Even then, it said the drug should be funded by the NHS only when both eyes were affected - and used only to treat the eye affected the least by the condition. Under the latest proposals, which will undergo consultation, patients would be able to receive treatment when only one eye was affected.
NICE stated a maximum of 14 Lucentis injections per eye should be available - enough to treat most patients - but the manufacturer has agreed to pay for additional doses if needed. Also, the drug will no longer be limited to those with just one form of wet-AMD, although patients will become eligible only once their sight has deteriorated by a certain extent.
The final guidance is due to be published in 2008.
NICE Chief Executive Andrew Dillon said the new proposals with the manufacturer funding additional injections were a good use of NHS resources.

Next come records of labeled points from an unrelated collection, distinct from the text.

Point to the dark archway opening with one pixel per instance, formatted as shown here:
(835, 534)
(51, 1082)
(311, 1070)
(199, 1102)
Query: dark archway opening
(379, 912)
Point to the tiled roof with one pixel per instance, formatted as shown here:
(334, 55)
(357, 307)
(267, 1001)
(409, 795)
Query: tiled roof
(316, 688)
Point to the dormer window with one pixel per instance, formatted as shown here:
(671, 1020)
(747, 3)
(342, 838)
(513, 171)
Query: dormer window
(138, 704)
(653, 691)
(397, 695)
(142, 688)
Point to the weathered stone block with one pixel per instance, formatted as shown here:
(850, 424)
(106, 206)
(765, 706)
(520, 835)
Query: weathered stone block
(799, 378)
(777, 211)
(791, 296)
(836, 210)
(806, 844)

Winfried Amoaku, chairman of the Royal College of Ophthalmologists' Scientific Committee, said he was relieved NICE had taken a fresh look at the recommendations.
But he added that Macugen should also be available when treatment with Lucentis is problematic. "Clinicians should be free to choose the most suitable treatment for their patients." He added: "We think that the threshold at which treatment would start has been set too high."
RNIB's head of campaigns Steve Winyard also said they would like to see the eligibility threshold lowered. But he added: "NICE has given thousands of people the best Christmas present they could wish for - hope that their sight might be saved."